Et comme certains sont plus lecteurs que d’autres, lecteurs parmi les lecteurs, le coup d’envoi sera donné ici par Dimitri Lorrain lisant le récent ouvrage de Delphine Horvilleur.
Quoi de plus à propos que d’ouvrir avec une exégèse de l’interprétation, qui se pensera entre autres, comme le repère et l’expose Dimitri, comme geste d’indocilité, celui de sortie de la tutelle discursive, fondatrice de la singularité subjective, une fidélité à ce que fut déjà l’infidélité fondatrice des pères.

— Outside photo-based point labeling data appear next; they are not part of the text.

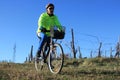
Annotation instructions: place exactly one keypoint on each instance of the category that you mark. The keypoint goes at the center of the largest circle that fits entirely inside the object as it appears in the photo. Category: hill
(81, 69)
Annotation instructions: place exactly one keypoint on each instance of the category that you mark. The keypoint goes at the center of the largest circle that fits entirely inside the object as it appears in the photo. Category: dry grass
(82, 69)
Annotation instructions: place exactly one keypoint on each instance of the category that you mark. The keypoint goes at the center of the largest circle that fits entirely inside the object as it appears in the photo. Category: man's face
(50, 10)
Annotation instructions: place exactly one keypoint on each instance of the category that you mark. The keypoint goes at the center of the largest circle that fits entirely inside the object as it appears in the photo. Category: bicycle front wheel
(56, 58)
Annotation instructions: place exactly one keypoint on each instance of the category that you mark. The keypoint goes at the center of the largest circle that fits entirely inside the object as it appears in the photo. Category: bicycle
(53, 53)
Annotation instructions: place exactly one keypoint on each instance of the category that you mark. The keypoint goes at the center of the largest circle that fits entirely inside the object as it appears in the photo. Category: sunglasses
(50, 8)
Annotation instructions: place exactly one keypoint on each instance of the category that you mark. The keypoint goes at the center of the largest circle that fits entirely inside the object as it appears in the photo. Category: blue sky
(93, 21)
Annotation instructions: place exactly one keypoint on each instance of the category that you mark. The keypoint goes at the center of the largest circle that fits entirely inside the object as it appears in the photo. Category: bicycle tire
(56, 58)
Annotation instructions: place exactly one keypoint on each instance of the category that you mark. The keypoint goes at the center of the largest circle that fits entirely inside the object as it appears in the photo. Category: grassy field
(81, 69)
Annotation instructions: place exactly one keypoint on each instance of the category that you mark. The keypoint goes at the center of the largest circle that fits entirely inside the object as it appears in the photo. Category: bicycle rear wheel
(56, 58)
(39, 61)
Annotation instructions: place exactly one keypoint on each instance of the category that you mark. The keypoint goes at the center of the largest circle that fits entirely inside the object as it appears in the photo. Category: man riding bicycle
(46, 21)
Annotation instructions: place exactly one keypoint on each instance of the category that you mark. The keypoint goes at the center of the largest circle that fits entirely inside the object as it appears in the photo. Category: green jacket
(47, 22)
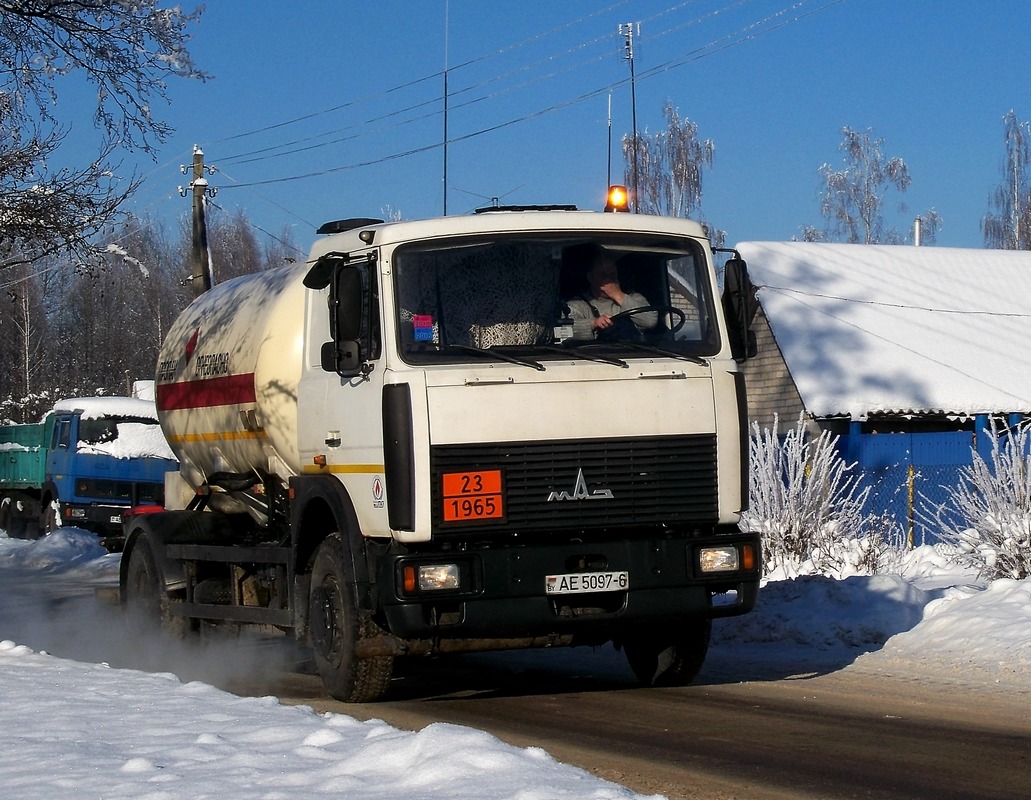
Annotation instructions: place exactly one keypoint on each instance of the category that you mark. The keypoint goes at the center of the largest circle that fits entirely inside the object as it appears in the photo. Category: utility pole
(200, 278)
(627, 31)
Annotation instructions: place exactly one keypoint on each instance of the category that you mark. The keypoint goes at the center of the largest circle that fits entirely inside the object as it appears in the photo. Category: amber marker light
(747, 557)
(618, 199)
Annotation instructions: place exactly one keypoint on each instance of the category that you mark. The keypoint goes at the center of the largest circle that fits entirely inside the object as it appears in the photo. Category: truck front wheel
(336, 627)
(669, 658)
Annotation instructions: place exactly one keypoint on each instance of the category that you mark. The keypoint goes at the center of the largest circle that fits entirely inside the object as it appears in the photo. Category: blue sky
(351, 87)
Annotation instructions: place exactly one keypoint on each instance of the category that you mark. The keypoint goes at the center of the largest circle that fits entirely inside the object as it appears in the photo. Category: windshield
(544, 298)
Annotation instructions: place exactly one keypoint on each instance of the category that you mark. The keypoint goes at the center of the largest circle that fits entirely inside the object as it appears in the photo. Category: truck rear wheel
(336, 628)
(144, 596)
(662, 658)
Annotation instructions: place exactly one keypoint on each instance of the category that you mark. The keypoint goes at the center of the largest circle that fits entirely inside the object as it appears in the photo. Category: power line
(416, 81)
(742, 35)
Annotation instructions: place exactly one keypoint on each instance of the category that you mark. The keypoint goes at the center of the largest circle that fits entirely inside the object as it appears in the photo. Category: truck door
(339, 398)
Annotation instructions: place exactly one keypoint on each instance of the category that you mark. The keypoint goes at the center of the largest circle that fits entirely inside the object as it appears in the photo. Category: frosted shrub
(807, 505)
(987, 519)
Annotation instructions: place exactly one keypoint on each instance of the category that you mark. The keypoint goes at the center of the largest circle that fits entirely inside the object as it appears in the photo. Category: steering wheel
(679, 317)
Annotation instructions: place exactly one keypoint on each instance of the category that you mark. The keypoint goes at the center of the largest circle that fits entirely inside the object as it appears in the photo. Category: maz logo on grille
(580, 492)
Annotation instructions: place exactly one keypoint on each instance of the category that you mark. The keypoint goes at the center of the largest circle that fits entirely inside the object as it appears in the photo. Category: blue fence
(909, 474)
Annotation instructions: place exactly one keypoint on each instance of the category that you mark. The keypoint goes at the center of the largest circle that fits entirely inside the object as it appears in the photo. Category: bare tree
(853, 198)
(126, 51)
(669, 168)
(23, 327)
(1009, 226)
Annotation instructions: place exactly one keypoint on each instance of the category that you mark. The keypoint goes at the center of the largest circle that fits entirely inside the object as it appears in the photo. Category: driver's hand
(613, 292)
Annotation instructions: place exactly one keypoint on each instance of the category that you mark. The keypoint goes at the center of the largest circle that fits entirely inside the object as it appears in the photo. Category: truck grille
(651, 480)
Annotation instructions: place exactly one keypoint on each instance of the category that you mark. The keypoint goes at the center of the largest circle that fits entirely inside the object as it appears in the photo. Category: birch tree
(1007, 224)
(125, 51)
(670, 165)
(853, 198)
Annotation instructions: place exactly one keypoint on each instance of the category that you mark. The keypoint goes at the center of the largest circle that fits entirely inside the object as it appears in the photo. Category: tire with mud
(144, 596)
(336, 628)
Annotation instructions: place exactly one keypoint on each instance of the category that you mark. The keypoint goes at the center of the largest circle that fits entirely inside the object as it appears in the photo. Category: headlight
(430, 577)
(719, 559)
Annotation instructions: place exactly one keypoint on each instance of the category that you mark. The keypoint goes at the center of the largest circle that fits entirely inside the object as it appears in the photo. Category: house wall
(770, 388)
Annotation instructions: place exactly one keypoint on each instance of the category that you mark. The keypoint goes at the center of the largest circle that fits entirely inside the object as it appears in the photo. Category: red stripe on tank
(228, 390)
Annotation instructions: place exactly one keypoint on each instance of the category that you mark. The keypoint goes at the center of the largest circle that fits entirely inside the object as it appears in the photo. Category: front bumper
(503, 590)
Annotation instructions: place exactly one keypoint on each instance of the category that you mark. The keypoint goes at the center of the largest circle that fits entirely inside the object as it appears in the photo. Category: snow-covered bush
(809, 508)
(987, 519)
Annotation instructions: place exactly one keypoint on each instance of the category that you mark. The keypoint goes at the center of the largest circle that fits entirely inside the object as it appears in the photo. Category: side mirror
(343, 355)
(344, 358)
(347, 303)
(739, 305)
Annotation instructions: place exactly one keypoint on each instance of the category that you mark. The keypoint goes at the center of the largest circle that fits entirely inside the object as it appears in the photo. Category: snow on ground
(75, 729)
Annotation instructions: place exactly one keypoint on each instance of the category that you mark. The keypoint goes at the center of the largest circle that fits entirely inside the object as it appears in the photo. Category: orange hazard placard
(472, 496)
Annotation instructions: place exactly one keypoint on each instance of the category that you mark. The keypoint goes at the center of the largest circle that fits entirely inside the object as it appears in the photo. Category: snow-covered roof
(887, 329)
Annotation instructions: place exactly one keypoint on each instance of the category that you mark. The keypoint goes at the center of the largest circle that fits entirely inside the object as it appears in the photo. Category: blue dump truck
(86, 464)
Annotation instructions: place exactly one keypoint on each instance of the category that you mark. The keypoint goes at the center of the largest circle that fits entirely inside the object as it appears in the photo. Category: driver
(596, 312)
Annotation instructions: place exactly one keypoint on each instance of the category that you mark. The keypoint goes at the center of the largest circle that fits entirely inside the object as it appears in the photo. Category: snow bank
(105, 732)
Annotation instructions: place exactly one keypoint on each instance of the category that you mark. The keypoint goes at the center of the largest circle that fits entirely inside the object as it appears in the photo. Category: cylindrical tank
(228, 374)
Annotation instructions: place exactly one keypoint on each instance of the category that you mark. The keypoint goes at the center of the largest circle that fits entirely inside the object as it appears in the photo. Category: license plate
(581, 582)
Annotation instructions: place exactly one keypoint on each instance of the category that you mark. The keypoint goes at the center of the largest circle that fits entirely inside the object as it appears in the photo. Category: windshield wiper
(577, 349)
(649, 348)
(492, 354)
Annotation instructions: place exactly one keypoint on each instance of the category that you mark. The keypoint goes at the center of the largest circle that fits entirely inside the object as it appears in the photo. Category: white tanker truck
(417, 442)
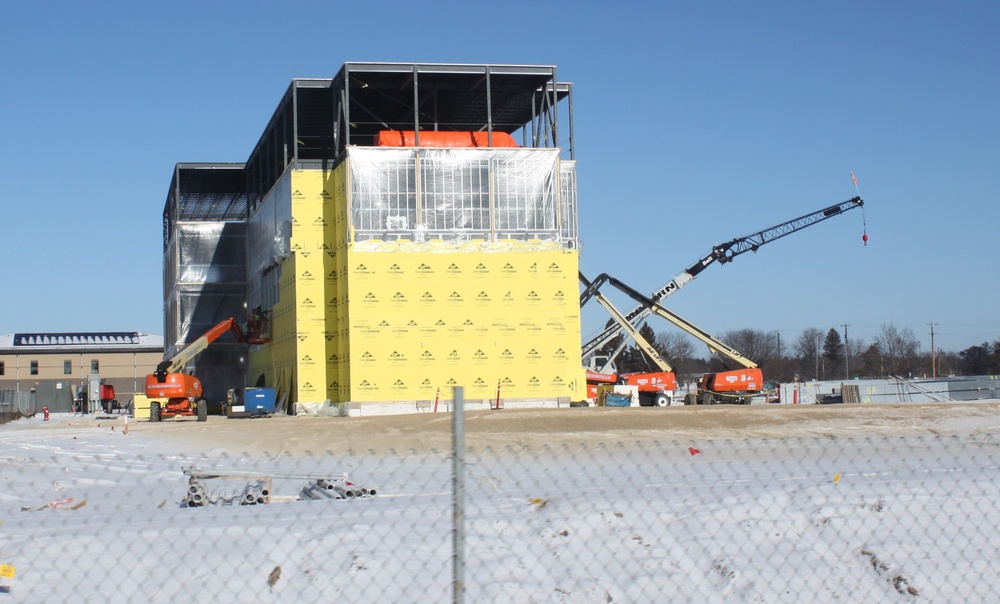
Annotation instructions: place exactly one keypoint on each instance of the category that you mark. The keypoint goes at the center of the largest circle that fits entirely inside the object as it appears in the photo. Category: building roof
(110, 341)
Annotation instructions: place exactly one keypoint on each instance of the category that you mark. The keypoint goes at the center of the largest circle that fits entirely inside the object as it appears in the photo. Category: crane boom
(722, 253)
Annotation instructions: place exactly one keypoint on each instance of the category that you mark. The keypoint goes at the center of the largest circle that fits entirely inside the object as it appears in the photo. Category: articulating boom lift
(737, 385)
(656, 388)
(183, 391)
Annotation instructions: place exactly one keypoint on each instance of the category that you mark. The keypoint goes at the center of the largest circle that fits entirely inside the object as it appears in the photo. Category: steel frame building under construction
(404, 227)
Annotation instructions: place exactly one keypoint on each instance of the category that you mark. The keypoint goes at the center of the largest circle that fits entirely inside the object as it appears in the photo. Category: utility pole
(817, 355)
(847, 353)
(933, 352)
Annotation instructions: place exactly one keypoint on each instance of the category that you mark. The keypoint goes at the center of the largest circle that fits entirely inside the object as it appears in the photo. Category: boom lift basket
(258, 329)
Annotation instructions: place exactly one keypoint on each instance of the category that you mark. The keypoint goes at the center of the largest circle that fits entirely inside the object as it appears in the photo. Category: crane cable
(864, 222)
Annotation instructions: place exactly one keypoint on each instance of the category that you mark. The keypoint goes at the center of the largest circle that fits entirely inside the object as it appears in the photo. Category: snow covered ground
(90, 514)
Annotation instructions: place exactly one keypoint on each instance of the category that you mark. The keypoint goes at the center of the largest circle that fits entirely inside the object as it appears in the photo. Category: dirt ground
(423, 432)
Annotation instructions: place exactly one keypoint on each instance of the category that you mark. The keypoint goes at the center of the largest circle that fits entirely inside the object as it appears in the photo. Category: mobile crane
(737, 386)
(184, 391)
(722, 253)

Et peut-être pourrons-nous déjà, ici ou bientôt, faire résonner le texte de Moustapha Safouan, la profondeur et la portée de cette traversée magistrale, au long cours, dans le ciel de la culture, de plus en plus réjouissant et habile : nous fûmes nombreux à savourer, en effet, sans se risquer encore ici dans le dur et le leg théorique et fondateur de Safouan, ce style génial, inédit, plein d’un humour redoutable, qui porte la première partie d’un de ces derniers ouvrages La psychanalyse, Science, thérapie – et cause, un véritable petit roman analytique, perçant à jour les circonvolutions de Freud avec ses disciples, pris dans les affres de cette science nouvelle, où sont intriqués aux sources du savoir de l’inconscient, les liens de travail, d’amitié et de famille, dans une mise en scène des disciples, entre les hérétiques et les dogmatiques, aux yeux desquels chacun peut interroger sa place et ses fantasmes.
Nous en lirons, au fil des mois, bien des passages.